17.º - O executado só em Novembro de 2018 foi citado para fins de oposição à execução, desconhecendo, até essa altura, que tinha sido movida uma execução contra ele, conforme resulta dos autos e também do depoimento da testemunha P. B., esposa do executado (depoimento se encontra gravado através do sistema de gravação digital, com início às 14:23:01 e fim às 14:32:38, conforme acta de julgamento do dia 14/05/2019), do minuto 03:40 ao minuto 06:00.
18.º - Uma correcta apreciação dos "actos" praticados pelo Exequente/AE ao longo dos anos de 2012 a 2018, concatenados com o depoimento da testemunha supra referida, implicaria o julgamento do facto 8. em crise como não provado e, consequentemente, deveria, a Meritíssima Juiz ter julgado deserta a instância, ao abrigo do disposto no artigo 281.º n.º 5 do CPC, com a consequente extinção da instância nos termos do disposto no artigo 277.º c) do cpc.
19.º• Decidiu, ainda, o Tribunal a quo, no 3.º parágrafo da penúltima folha da sentença que "( ... ) é devida a sanção pecuniária compulsória a que alude o nº 4 do art. 829.º do Código Civil desde o trânsito em julgado da sentença condenatória, ou seja, no caso concreto, desde a aposição de fórmula executória no requerimento executivo, a qual ocorreu em 16/04/2012, o que se decide."
20.º - Entendemos que o Tribunal a quo fez uma incorrecta aplicação e interpretação do direito, ao decidir nos moldes referidos no parágrafo antecedente.
21,º - Dispõe o artigo 21.º n.º 2 do DL 269/98 de 1 de Setembro que a execução fundada em injunção tem como limites as importâncias a que se refere a alínea d) do artigo 13.º do mesmo diploma legal, e esta alínea d) do n.º 1 do art,º 13. preceitua que o conteúdo da notificação deve conter "A indicação de que, na falta de pagamento da quantia pedida e da taxa de justiça paga pelo requerente, são ainda devidos juros de mora desde a data da apresentação do requerimento e juros à taxa de 5% ao ano a contar da data da aposição da fórmula executória".
22.º O requerimento de injunção (título executivo) é omisso no respeitante a este última parte do referido artigo, não contendo a alusão de que é também devida a taxa respeitante à sanção pecuniária compulsória, pelo que, no modesto entendimento do recorrente, não lhe pode ser exigido o pagamento do valor peticionado a esse título, desde a data da aposição da fórmula executória até 16/11/2018.

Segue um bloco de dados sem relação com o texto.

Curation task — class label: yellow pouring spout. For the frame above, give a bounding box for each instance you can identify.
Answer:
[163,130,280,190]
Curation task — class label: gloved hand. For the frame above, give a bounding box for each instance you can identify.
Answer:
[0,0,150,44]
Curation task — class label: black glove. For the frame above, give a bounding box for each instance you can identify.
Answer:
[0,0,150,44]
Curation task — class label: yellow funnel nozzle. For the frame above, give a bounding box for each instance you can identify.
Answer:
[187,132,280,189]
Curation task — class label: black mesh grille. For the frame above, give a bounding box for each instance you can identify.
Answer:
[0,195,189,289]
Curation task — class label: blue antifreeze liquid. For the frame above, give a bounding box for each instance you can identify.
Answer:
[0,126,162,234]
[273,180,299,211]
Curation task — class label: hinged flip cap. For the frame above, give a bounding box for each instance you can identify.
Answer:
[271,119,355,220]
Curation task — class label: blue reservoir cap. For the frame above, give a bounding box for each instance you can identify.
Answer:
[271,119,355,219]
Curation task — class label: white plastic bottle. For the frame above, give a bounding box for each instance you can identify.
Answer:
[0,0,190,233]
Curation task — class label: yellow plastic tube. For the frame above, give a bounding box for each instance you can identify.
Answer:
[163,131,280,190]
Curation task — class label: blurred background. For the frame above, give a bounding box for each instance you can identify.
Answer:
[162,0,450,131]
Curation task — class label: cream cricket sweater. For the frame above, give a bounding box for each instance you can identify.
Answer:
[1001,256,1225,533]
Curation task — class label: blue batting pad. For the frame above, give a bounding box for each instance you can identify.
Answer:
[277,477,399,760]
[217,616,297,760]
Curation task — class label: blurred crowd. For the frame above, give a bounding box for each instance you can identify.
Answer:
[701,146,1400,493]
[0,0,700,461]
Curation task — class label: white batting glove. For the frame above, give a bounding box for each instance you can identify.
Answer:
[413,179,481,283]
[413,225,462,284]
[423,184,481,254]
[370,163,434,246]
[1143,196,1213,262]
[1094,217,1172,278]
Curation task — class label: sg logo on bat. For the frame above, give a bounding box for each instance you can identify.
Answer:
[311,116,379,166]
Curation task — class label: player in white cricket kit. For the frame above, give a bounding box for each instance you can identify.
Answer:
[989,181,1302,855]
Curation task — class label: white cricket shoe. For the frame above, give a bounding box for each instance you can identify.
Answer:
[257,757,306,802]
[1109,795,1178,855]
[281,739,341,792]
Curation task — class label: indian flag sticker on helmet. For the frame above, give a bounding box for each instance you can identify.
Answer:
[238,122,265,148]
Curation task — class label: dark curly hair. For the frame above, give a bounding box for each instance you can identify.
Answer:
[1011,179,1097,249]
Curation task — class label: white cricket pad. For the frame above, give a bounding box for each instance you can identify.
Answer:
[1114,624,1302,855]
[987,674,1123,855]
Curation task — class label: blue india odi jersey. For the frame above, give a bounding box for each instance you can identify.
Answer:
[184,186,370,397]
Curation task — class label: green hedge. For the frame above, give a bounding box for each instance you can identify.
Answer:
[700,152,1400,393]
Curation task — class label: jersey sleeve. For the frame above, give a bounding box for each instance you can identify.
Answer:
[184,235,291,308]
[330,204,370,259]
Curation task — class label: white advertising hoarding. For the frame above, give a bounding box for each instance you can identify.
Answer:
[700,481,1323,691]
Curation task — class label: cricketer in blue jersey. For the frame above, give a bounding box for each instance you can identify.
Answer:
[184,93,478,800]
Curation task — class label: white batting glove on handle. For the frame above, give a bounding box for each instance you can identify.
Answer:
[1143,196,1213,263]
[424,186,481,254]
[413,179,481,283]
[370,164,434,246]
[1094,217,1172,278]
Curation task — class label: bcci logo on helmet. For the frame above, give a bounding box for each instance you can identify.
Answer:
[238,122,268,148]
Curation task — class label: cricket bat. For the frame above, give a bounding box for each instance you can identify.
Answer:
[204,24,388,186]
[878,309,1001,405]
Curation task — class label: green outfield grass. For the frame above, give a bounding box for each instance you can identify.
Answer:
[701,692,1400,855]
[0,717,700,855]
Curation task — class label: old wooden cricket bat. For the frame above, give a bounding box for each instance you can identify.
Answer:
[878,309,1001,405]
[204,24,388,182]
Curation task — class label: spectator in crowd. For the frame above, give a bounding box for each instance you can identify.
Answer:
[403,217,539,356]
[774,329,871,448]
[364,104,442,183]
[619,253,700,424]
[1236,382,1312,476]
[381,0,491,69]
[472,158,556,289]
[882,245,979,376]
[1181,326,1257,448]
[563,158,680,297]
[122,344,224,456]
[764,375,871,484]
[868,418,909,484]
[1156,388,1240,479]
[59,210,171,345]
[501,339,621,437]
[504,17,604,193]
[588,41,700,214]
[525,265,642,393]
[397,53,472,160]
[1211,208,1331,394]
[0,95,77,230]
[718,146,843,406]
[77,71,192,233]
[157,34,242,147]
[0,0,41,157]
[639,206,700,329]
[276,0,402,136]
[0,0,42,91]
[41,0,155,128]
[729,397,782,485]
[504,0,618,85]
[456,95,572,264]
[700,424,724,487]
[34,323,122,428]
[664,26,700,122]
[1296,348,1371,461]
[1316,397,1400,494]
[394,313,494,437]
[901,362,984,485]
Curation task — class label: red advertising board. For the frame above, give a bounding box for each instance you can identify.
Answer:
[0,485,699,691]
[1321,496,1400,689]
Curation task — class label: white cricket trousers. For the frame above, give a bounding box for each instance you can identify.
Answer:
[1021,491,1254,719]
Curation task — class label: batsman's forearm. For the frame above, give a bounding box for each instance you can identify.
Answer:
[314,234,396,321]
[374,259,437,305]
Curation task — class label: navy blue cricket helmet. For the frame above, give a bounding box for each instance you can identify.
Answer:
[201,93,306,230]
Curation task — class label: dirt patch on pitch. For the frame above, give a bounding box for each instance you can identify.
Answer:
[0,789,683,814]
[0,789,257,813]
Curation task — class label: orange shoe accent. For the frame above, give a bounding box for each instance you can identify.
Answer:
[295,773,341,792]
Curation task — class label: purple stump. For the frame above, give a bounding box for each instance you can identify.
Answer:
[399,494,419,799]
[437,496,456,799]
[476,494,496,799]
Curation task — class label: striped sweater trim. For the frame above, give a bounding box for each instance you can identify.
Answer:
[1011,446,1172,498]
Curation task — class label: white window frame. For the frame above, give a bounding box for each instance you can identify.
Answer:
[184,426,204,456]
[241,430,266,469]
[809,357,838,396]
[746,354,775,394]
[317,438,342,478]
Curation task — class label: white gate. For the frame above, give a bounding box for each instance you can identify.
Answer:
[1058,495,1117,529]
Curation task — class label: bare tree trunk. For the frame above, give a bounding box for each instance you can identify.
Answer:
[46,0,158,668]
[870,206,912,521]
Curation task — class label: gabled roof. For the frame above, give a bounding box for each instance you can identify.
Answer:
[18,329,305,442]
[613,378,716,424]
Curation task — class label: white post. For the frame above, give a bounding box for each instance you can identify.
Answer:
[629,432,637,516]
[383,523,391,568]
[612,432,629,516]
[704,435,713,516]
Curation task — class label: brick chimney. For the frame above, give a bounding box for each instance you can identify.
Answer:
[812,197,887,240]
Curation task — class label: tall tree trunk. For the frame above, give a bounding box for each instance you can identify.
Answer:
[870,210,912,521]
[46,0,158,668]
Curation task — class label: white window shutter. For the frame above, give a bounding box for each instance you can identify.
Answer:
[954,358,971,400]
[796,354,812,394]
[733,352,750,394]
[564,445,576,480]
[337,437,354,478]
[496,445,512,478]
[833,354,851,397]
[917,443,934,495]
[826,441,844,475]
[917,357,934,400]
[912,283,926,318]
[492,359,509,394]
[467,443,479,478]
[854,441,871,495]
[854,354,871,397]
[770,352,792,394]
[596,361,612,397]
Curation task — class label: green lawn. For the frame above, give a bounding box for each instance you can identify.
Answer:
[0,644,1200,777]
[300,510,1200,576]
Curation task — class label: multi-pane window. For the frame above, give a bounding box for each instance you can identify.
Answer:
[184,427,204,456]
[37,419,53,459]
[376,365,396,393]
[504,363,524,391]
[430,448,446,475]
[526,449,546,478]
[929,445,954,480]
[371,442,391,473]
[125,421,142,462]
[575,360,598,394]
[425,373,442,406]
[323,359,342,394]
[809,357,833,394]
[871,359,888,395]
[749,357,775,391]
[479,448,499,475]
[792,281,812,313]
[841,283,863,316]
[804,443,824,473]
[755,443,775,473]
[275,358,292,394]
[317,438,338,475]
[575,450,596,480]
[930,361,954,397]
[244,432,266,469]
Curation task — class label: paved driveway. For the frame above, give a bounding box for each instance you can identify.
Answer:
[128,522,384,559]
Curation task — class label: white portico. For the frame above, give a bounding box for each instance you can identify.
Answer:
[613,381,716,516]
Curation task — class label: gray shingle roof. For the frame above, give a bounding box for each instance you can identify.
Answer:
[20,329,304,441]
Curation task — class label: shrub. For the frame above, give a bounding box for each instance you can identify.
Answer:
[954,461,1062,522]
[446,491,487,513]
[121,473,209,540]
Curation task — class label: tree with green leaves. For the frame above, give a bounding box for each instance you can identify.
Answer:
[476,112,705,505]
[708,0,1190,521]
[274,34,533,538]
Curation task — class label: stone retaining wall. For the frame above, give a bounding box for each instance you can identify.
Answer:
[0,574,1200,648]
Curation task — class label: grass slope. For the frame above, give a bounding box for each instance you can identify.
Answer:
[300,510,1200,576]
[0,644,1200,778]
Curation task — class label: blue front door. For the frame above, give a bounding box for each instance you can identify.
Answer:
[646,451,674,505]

E ainda que assim se não entenda,
23.º - A ser devida qualquer quantia a título de sanção pecuniária compulsória, a mesma só é devida, desde a citação, ou seja, 16/11/2018, conforme é entendimento da mais ampla doutrina e jurisprudência.
24.º - É inexigível o valor peticionado pela exequente, a título de sanção pecuniária compulsória, desde a data da aposição da fórmula executória (16/04/2012) até à data da citação (16/11/2018).
25.2 - E nesse sentido, dispõe o acórdão do STJ de 16/02/2012 (Proc. 286/07.0TVLSB.Ll.S1 - 2.ª secção), no ponto XIX do seu sumário que: "Sendo pedida no requerimento executivo, o momento a partir da qual os juros de 5% ao ano são devidos é aquele a partir do qual o crédito do exequente fica definido: desde a data da citação para a execução ou, caso sejam deduzidos embargos, desde a data do trânsito em julgado da sentença que os julgou improcedentes."
26.º - Entendemos que a obrigação exequenda não é exigível e, sendo a exigibilidade um dos requisitos da exequibilidade do título executivo, o mesmo, não se verificando, estamos perante um título inexequível.
27.2 - Os embargos de executado fundam-se, também, na inexequibilidade do título executivo para o pedido deduzido e na inexigibilidade da dívida exequenda ao aqui executado/recorrente, nos termos do artigo 729.2, alínea a) e e) do CPC.
28.º - Errou, por isso o Tribunal a quo, na sua aplicação e interpretação do direito, pelo que a sentença, no que a esta questão diz respeito, deveria ter sido, no nosso modesto entendimento, e pelas supra alegadas razões, no sentido de julgar inexequível o título executivo e inexigível a dívida exequenda ou ser julgado devido o montante da sanção pecuniária compulsória apenas desde a data da citação (16/11/2018).
29.º Foram violados, directa e ou indirectamente, o disposto nos atigos 281.º n.º5 e 277.º C, ambos do CPC, artigo 5.º do CPC, artigo 21.º n.º 2 e 13.º n.º 1 d) do Dl 269/98 de 1 de Setembro, art.s 20.º da CRP, entre outros.

Nestes termos,
Nos melhores de direito e com o sempre mui douto suprimento de V.ªs Ex.ªs, deve ser revogada a sentença em apreço, sendo substituída por acórdão onde se decida nos termos preditos.
Assim se fazendo a já costumada Justiça.”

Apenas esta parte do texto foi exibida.